At a time when the impacts of climate change necessitate a radical rethinking of the role of landscape ecology and infrastructure within the city, the qualities of human experience cannot be lost. Historically cities developed as places of commerce, removed from their agrarian surroundings where goods and services were exchanged. Location related to power, protection and resources. Geography played a critical role in the site, spatial definition and form of cities.The studio is an introduction to the relationship between urban design and the larger scale landscape systems that shaped them. Truly interdisciplinary design thinking requires consideration of the nuances of how scale and operation impact process, product and experience. Architecture, landscape architecture and urban design disciplines may suggest particular formal and material characteristics.
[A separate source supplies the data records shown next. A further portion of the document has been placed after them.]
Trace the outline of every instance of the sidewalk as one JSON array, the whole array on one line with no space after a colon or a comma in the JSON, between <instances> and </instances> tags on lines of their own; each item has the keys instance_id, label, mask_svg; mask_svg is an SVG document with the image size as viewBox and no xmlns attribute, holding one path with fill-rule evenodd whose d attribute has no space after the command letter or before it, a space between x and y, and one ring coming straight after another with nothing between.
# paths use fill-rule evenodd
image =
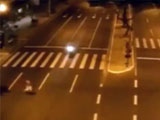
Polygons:
<instances>
[{"instance_id":1,"label":"sidewalk","mask_svg":"<svg viewBox=\"0 0 160 120\"><path fill-rule=\"evenodd\" d=\"M65 9L67 9L67 5L59 4L57 8L55 8L55 13L50 16L47 13L37 13L36 16L38 18L38 24L35 27L31 27L30 25L17 32L18 34L18 43L13 43L11 45L5 46L3 49L0 49L0 66L19 48L21 48L28 40L28 37L34 33L37 27L40 25L49 22L50 20L56 18L60 15Z\"/></svg>"},{"instance_id":2,"label":"sidewalk","mask_svg":"<svg viewBox=\"0 0 160 120\"><path fill-rule=\"evenodd\" d=\"M130 36L124 36L126 28L122 27L119 20L115 21L114 36L111 43L109 54L108 71L111 73L123 73L134 67L134 51L131 44L131 57L126 58L126 42L132 39Z\"/></svg>"}]
</instances>

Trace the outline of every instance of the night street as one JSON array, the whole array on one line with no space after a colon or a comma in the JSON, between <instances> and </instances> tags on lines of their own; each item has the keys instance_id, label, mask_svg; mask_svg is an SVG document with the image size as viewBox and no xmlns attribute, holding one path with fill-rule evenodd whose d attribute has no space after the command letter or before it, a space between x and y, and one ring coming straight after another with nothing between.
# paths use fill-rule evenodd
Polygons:
<instances>
[{"instance_id":1,"label":"night street","mask_svg":"<svg viewBox=\"0 0 160 120\"><path fill-rule=\"evenodd\" d=\"M129 31L115 6L69 7L35 28L1 65L1 120L160 120L160 9L131 5Z\"/></svg>"}]
</instances>

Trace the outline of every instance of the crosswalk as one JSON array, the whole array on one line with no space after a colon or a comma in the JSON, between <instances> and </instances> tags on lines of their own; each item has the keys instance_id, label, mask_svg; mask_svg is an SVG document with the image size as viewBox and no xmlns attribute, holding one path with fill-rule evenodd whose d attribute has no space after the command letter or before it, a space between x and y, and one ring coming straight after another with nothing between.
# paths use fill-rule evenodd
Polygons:
<instances>
[{"instance_id":1,"label":"crosswalk","mask_svg":"<svg viewBox=\"0 0 160 120\"><path fill-rule=\"evenodd\" d=\"M144 48L144 49L160 49L160 39L153 38L135 38L135 46L136 48Z\"/></svg>"},{"instance_id":2,"label":"crosswalk","mask_svg":"<svg viewBox=\"0 0 160 120\"><path fill-rule=\"evenodd\" d=\"M16 52L2 67L20 68L69 68L69 69L105 69L105 53L76 53L73 58L64 52Z\"/></svg>"}]
</instances>

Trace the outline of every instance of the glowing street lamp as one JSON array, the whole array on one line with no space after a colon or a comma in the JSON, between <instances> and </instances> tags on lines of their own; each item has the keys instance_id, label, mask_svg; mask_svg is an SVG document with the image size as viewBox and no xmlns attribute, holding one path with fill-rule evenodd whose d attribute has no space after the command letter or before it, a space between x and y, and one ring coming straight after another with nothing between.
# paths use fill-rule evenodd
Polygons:
<instances>
[{"instance_id":1,"label":"glowing street lamp","mask_svg":"<svg viewBox=\"0 0 160 120\"><path fill-rule=\"evenodd\" d=\"M0 3L0 14L5 13L8 10L8 6L5 3Z\"/></svg>"}]
</instances>

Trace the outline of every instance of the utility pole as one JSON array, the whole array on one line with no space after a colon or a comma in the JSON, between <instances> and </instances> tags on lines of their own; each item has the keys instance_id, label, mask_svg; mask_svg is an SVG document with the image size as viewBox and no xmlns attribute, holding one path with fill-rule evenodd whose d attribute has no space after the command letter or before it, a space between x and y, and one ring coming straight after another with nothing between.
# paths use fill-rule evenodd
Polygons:
<instances>
[{"instance_id":1,"label":"utility pole","mask_svg":"<svg viewBox=\"0 0 160 120\"><path fill-rule=\"evenodd\" d=\"M48 0L48 16L51 15L51 0Z\"/></svg>"}]
</instances>

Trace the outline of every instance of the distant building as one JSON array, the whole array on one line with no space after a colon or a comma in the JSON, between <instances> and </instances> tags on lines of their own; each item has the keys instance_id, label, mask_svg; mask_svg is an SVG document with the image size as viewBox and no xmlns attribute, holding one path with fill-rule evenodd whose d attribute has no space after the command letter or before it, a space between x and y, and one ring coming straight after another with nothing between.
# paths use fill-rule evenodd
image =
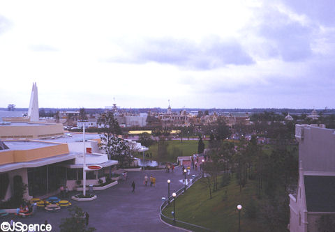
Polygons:
<instances>
[{"instance_id":1,"label":"distant building","mask_svg":"<svg viewBox=\"0 0 335 232\"><path fill-rule=\"evenodd\" d=\"M319 117L320 116L318 114L318 112L315 109L313 109L311 114L307 116L307 118L310 118L312 120L318 120L319 119Z\"/></svg>"},{"instance_id":2,"label":"distant building","mask_svg":"<svg viewBox=\"0 0 335 232\"><path fill-rule=\"evenodd\" d=\"M285 117L285 120L286 121L293 121L293 118L290 115L290 113Z\"/></svg>"},{"instance_id":3,"label":"distant building","mask_svg":"<svg viewBox=\"0 0 335 232\"><path fill-rule=\"evenodd\" d=\"M299 181L297 193L289 195L288 227L291 232L320 231L322 217L335 220L335 130L296 125L295 137Z\"/></svg>"}]
</instances>

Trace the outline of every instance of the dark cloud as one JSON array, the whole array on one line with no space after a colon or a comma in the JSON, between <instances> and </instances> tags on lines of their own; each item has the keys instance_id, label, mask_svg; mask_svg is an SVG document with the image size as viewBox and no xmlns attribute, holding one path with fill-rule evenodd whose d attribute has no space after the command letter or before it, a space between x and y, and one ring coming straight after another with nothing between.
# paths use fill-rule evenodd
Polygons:
<instances>
[{"instance_id":1,"label":"dark cloud","mask_svg":"<svg viewBox=\"0 0 335 232\"><path fill-rule=\"evenodd\" d=\"M0 15L0 35L7 31L12 26L10 22L2 15Z\"/></svg>"},{"instance_id":2,"label":"dark cloud","mask_svg":"<svg viewBox=\"0 0 335 232\"><path fill-rule=\"evenodd\" d=\"M30 45L30 49L34 52L57 52L57 49L46 45Z\"/></svg>"},{"instance_id":3,"label":"dark cloud","mask_svg":"<svg viewBox=\"0 0 335 232\"><path fill-rule=\"evenodd\" d=\"M290 62L305 61L313 54L311 44L317 27L302 25L272 8L262 13L262 17L258 32L266 39L265 47L270 57L279 56Z\"/></svg>"},{"instance_id":4,"label":"dark cloud","mask_svg":"<svg viewBox=\"0 0 335 232\"><path fill-rule=\"evenodd\" d=\"M226 65L251 65L253 59L236 40L210 38L197 44L190 40L171 38L149 39L137 47L126 49L126 57L112 62L157 62L191 69L210 70Z\"/></svg>"}]
</instances>

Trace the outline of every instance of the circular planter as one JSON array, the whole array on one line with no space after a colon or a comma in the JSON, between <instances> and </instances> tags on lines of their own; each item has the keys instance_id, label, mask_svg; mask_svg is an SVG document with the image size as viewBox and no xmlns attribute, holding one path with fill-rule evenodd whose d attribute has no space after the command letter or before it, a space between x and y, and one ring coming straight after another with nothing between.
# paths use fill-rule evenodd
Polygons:
<instances>
[{"instance_id":1,"label":"circular planter","mask_svg":"<svg viewBox=\"0 0 335 232\"><path fill-rule=\"evenodd\" d=\"M79 194L72 196L71 199L77 201L89 201L96 199L96 195L91 195L91 197L80 197Z\"/></svg>"}]
</instances>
Regional geography defined by physical characteristics such as topography, climate, soils, water flow, bathymetry, geology developed over thousands (in some cases millions) of years. An urban transportation system or economic development plan may suggest a logic to maximize efficiency in movement of people and goods. At the scale of a building, the mediation between the social and physical context that occurs through form, space and materials can define human experience.
The studio explores opportunities to transform the experience of the city by rethinking how increased climate change impacts might help us design a reflexive urban design strategy that reflects cultural, economic, political, formal, and ecological forces. The New York City Commissioners Plan of 1811 was radical in it’s rethinking of the nature of the city: it was designed to maximize efficiency in economic and traditional urban terms. Perhaps we can consider an equivalent rethinking of the nature of the city in the age of climate change.